As a player, Stanley won three consecutive collegiate national championships at Immaculata College from 1972-74 and was part of the team credited with helping jumpstart women’s college basketball. That team was inducted into the Hall of Fame in 2014 and was the subject of a 2011 movie called “The Mighty Macs.” She later started her coaching career as an assistant at Immaculata.
Theresa Shank-Grentz
Like Stanley, Shank-Grentz played for the Immaculata College team that was inducted into the Hall of Fame in 2014. Shank-Grentz scored over 1,000 points during her career.

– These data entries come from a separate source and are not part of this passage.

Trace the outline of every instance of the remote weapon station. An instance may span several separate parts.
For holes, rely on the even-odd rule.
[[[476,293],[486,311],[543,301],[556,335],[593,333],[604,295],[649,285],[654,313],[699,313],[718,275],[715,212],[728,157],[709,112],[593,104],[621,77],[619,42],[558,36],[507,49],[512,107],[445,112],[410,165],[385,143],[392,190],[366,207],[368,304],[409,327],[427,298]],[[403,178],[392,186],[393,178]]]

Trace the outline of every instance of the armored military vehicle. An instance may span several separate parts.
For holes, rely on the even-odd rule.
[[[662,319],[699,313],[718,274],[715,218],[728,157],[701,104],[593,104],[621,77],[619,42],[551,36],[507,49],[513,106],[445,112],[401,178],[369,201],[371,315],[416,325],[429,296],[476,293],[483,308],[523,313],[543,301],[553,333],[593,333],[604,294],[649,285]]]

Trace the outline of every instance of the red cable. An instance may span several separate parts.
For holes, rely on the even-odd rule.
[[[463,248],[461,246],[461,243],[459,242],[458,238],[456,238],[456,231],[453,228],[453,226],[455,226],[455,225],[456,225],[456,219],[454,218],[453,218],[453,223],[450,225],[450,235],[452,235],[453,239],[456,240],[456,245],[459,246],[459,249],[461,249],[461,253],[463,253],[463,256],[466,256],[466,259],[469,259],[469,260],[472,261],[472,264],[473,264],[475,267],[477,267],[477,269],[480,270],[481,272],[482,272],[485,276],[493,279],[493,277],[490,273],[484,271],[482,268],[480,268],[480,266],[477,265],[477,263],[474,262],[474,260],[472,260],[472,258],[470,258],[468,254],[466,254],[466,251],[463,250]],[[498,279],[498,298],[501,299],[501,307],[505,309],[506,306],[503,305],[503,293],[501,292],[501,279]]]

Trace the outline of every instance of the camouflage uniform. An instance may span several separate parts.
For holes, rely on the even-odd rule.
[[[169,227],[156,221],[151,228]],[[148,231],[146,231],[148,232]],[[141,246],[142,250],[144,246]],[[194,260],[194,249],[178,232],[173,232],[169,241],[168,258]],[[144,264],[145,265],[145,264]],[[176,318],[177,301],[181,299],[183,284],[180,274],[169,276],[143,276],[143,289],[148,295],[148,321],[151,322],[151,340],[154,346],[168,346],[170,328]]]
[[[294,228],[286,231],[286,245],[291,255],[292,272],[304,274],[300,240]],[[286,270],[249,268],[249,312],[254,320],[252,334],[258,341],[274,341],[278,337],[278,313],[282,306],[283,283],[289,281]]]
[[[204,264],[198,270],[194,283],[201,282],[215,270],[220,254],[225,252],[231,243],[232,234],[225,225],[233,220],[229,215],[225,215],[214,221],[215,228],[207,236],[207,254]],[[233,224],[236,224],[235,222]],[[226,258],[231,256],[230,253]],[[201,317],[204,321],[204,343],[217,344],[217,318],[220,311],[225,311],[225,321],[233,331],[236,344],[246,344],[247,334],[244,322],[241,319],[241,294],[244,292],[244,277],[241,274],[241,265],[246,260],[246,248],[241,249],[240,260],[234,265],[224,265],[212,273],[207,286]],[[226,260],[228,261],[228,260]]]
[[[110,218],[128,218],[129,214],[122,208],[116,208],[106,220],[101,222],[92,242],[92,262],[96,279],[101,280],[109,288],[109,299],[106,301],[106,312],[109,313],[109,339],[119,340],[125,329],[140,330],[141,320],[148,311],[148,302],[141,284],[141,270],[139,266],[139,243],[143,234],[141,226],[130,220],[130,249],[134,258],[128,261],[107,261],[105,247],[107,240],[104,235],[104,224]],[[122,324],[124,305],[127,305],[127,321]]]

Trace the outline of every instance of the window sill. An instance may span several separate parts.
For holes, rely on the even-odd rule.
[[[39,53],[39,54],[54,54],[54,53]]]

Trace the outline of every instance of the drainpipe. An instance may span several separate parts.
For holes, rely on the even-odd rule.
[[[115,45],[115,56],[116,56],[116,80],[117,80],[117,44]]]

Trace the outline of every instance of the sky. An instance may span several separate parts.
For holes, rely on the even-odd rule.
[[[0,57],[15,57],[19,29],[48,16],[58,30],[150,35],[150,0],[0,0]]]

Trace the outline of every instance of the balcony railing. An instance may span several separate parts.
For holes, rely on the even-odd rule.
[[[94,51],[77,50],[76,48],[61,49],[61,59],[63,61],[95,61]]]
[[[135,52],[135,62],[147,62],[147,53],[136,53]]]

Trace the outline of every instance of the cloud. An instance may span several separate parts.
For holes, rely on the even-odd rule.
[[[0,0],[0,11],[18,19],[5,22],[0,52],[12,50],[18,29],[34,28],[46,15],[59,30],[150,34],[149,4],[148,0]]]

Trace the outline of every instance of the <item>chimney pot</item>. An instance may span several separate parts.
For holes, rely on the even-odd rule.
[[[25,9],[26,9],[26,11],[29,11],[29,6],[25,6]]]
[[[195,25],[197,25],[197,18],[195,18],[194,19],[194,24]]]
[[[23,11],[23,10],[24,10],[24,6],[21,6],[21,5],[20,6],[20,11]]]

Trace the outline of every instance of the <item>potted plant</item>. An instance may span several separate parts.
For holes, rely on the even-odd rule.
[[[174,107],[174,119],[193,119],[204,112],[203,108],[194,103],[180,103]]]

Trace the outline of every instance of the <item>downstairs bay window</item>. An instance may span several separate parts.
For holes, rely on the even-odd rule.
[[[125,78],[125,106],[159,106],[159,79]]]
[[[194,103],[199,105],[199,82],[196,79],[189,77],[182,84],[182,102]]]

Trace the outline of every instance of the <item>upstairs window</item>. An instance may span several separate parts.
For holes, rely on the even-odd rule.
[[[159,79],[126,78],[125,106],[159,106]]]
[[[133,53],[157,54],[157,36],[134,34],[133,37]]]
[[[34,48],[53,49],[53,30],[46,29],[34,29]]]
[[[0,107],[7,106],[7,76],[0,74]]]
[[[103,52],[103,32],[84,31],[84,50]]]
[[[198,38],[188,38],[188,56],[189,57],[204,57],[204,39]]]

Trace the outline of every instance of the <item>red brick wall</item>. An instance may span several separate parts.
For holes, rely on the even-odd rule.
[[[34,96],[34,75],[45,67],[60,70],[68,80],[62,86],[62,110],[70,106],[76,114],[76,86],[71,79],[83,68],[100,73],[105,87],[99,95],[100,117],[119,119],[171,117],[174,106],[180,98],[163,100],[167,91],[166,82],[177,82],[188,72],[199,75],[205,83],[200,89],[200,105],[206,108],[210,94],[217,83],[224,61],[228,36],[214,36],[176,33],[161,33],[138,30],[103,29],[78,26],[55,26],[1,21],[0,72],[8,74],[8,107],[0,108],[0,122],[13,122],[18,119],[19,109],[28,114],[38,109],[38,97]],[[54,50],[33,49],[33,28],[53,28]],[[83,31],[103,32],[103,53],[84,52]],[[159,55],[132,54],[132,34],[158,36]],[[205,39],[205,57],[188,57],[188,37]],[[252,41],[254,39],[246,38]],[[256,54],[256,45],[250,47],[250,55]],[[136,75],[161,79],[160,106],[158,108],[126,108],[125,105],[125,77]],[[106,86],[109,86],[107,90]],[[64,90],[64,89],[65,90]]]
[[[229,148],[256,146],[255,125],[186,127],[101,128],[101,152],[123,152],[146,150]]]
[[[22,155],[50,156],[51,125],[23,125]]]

Shank-Grentz had a lengthy collegiate coaching career at Saint John’s, Rutgers and Illinois and finished coaching with a 681–362 record.
Radivoj Korać
Korać was a Serbian and Yugoslavian player best known for scoring 99 points in a EuroLeague game — the all-time EuroLeague record — and for making 100 out of 100 free throws live on a TV broadcast. He earned silver with Yugoslavia once at the Olympics in 1968 and twice at the FIBA World Cup in 1963 and 1967.